In order to trust you to teach them they need to know who you are and who their classmates are. This is a fun activity which helps with that process. You can do it at the start of your course or at any point afterwards and it works well with pretty much any level post-beginner.

  1. Write up on the board/screen your own version of the following (n.b. don’t just copy mine):
  2. I am a teacher, an examiner, a dad, a brother, a son, an uncle, English, half-German, a husband, an immigrant, a second-generation immigrant, a Northerner, a Sheffielder, an East Londoner, an avid reader, a music-lover, a Momus fan, a Thomas Pynchon obsessive, a blogger, a cyclist, a non-driver, an English speaker, a Philosophy graduate, a Portuguese speaker, a Spanish speaker, an Italian speaker, a language learner, a former DJ, a former part-time comedian, a former part-time actor, a former activist…
  3. Encourage your students to ask you: “so you’re a …”. Then tell them a couple of entertaining details.

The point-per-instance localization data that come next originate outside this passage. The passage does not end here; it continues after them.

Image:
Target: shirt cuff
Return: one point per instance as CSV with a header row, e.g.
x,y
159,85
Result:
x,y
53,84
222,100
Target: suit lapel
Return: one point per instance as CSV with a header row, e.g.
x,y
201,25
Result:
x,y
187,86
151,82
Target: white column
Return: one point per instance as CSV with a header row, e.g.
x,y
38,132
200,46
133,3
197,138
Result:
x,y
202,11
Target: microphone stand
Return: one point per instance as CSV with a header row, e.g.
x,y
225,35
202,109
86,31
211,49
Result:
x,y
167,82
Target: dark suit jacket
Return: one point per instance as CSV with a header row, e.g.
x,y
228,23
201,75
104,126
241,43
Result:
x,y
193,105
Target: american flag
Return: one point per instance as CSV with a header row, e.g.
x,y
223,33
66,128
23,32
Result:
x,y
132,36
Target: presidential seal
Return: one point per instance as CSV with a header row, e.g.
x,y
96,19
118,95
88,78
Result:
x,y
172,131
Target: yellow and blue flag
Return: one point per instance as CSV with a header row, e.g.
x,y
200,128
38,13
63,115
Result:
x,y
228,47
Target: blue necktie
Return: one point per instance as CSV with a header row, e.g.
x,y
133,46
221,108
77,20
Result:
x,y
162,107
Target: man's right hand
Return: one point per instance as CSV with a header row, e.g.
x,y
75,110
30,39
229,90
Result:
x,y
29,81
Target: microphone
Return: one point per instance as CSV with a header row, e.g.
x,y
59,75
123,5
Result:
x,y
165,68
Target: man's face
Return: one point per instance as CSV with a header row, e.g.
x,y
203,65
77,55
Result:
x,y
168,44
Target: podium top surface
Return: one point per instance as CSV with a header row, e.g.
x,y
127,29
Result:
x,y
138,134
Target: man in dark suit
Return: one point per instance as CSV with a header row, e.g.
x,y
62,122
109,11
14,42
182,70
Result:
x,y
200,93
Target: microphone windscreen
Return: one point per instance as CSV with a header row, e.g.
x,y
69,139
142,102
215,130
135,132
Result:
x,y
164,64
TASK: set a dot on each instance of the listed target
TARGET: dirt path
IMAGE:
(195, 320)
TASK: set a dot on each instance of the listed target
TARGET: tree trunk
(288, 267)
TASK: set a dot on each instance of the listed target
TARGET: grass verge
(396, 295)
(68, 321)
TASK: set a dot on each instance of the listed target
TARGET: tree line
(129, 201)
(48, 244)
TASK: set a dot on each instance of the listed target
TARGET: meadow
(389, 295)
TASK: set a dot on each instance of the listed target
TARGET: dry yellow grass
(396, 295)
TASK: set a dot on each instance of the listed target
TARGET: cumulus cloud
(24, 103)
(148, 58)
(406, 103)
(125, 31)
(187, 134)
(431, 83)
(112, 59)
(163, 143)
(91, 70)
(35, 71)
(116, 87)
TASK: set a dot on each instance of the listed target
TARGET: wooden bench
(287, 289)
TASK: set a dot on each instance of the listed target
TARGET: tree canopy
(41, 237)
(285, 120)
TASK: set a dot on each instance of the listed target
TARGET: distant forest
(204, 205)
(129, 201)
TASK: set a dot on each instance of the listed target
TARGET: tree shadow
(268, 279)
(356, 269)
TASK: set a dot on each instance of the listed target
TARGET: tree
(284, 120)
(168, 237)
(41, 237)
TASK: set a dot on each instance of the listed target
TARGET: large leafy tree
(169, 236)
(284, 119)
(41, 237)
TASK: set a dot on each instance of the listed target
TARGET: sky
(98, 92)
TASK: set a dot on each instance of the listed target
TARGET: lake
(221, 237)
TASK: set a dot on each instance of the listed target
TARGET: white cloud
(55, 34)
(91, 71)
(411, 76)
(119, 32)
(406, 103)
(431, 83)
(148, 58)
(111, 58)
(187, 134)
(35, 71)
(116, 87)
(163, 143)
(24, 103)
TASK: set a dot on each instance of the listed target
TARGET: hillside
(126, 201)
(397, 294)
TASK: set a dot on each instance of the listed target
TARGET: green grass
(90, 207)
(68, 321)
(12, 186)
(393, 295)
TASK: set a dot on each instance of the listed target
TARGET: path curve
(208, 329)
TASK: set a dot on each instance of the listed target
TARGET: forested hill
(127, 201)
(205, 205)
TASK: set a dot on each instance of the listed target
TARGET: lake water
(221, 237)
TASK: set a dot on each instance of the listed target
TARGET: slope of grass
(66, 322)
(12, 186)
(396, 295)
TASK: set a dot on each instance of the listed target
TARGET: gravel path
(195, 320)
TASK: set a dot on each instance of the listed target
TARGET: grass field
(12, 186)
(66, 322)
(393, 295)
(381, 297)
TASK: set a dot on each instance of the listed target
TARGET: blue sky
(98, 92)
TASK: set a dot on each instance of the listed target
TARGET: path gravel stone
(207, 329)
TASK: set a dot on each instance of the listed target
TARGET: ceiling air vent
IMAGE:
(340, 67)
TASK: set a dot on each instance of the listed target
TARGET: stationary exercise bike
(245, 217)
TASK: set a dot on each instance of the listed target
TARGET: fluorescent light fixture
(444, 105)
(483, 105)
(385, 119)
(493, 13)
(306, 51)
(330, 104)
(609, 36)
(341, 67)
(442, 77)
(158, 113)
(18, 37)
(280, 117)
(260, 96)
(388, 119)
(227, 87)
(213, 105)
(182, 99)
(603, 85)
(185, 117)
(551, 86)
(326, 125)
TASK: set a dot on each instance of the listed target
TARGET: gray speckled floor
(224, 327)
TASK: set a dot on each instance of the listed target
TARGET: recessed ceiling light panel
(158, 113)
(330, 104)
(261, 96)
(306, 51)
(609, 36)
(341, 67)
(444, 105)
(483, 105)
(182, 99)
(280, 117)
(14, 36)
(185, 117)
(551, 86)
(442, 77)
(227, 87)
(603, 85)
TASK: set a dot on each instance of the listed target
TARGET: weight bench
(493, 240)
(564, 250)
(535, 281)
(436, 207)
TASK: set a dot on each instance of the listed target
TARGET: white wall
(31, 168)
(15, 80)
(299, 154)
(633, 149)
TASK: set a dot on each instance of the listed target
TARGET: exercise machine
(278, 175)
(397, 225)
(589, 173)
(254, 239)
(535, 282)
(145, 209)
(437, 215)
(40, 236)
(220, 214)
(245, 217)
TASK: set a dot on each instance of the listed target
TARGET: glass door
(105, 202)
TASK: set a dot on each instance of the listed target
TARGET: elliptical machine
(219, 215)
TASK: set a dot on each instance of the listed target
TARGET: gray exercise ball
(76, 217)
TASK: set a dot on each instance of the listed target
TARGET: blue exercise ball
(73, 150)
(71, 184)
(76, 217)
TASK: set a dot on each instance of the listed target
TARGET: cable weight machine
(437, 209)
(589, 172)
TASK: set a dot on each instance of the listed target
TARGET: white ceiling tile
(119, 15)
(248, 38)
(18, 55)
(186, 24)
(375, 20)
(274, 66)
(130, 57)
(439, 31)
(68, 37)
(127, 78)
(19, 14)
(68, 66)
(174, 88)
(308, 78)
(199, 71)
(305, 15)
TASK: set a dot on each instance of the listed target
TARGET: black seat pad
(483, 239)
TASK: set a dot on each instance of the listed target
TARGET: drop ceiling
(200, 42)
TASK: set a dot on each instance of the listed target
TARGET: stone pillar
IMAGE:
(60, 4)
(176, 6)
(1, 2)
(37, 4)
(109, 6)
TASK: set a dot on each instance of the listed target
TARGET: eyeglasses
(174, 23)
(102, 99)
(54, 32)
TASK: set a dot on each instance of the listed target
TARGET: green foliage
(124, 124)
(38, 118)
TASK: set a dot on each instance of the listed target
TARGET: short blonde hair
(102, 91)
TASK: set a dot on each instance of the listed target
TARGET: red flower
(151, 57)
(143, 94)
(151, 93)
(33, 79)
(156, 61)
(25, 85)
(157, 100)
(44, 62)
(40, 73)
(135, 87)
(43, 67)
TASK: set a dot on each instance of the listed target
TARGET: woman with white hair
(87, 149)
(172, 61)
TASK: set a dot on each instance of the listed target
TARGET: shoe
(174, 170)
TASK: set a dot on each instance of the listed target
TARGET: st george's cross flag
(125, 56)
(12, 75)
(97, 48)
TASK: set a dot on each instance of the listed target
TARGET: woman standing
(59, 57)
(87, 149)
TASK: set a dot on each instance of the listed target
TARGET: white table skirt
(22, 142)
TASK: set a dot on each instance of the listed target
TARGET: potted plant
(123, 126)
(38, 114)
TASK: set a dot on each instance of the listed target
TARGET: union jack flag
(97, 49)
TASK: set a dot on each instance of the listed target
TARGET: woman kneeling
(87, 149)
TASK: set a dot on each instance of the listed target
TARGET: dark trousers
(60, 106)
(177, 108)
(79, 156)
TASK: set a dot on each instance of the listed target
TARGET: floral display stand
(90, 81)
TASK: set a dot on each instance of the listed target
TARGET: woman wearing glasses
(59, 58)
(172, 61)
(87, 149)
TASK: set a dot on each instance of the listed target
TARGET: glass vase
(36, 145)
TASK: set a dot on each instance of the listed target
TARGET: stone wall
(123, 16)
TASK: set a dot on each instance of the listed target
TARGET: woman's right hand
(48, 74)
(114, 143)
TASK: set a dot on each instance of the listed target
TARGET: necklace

Do this for five minutes or so, dealing with vocabulary as it comes up.
  4. For lower levels point out the difference between where you’ve used an adjective (with no article) and where you’ve used a noun (with an article), and also the meaning of ‘former’.
  5. Get them to make their own lists. Monitor to help out if they’re stuck. Make sure they each have a decent list of things (at least eight or nine).
  6. Put them in pairs and get them to swap lists and take it in turns to ask. They don’t need to take notes. Make sure they’re asking follow-up questions (‘when?’, ‘why?’).
  7. Rotate the pairs once or twice depending on how many students you have.
  8. The third time they swap pairs, get them to film each other on their phones.
  9. At the end of the lesson, get each of them to report what the most surprising thing they found out was.
  10. Extension: If you and they like, make (or get one of them to make) a short film compiling the most interesting snippets of the interviews. This might sound challenging but there will probably be someone in the class with the technical know-how.
  11. Extra extension: You could easily incorporate a listening comprehension activity using this.

Dekiagari!

* Some of them might even be racists, but you’ll have to hope they don’t proudly announce that in the course of the activity.